Ocosingo. Un bonimenteur sur la place publique

             Sur la place, un homme installe une bâche jaune sur le sol. Il y pose des plantes, une carapace de tatou. Il prend un sac blanc. À l’intérieur, ça s’agite. Il en sort un énorme serpent et le dépose délicatement sur la bâche. Il prend un deuxième sac et en sort un autre serpent, tout aussi grand. Les gens intrigués s’approchent. Ils sont là. Ils sont ferrés. Le spectacle peut commencer !

            L’homme attaque en faisant un inventaire de toutes les maladies qui existent. La mort rôde partout. Le serpent rampe vers un coin. Les enfants, les yeux grands ouverts, le regardent fascinés. Avec un peu d’effroi et d’excitation à la fois. L’homme parle. L’homme bonimente avec complaisance. Avec talent. Il parle d’infections, de maladies transmissibles, d’hygiène. Il parle fort. Avec les mains. Avec la résolution de celui qui doit convaincre pour vendre.
Il sort un savon et se lave une partie du bras. Une mousse blanche se forme. Tout le monde est suspendu à ses gestes. Une gamine s’approche. Il lui met un peu de savon sur la joue. Elle se frotte. Il présente ce savon comme une révolution qui tue presque 99 % des bactéries. Il le brandit comme un triomphe. Dans les magasins « bio », le prix serait de presque cent pesos. Une honte qui sert à faire encore plus de bénéfices. Lui, il sait que personne ici ne peut payer un tel prix. Il connaît les difficultés économiques des indigènes des petites villes du Chiapas. Il se fait proche de leurs vies quotidiennes. Il sait se faire écouter. Il se fait presque tendre. Il connaît les mots qui touchent. Il propose un prix à vingt pesos. Une femme avec un bébé dans les bras s’avance. Il la félicite. Elle affiche le sourire de celle qui sait prendre soin de son enfant. Les autres femmes elle aussi veulent leur part de compliments. Elles s’approchent toutes. Il en vend une dizaine.

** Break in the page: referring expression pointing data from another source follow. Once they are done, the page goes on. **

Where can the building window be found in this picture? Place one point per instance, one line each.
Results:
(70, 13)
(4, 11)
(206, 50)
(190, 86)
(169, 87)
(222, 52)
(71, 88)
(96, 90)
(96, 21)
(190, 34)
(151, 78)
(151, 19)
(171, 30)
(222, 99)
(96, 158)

Peu après, il distribue un verre avec de l’eau et une poudre rouge, fait à base de jus de betterave et d’un élément top secret. Il le présente comme un régénérateur. Bon pour l’organisme. Bon pour le moral. Bon pour tout. Il sort un flacon de sa veste. Juste avant d’annoncer un prix, il récupère le serpent qui se carapatait. Il le jette sans ménagement. Il fait une pause. Le suspense est insoutenable. Puis il indique un prix à trois cent pesos. La foule frémit. Mais comme il est généreux, il ne le fera qu’à cinquante pesos. L’argent ne l’intéresse pas, il veut apporter le bien-être aux gens et leur faire découvrir des produits naturels, bon pour la santé. Des hommes et femmes, certains de faire une bonne affaire achètent. Il en vend cinq ou six.
Il a un discours tout fait, bien rôdé : « Prenez des plantes, des herbes et non des drogues. Les plantes soignent. Les drogues détruisent ». Un peu basique mais ça marche plutôt bien.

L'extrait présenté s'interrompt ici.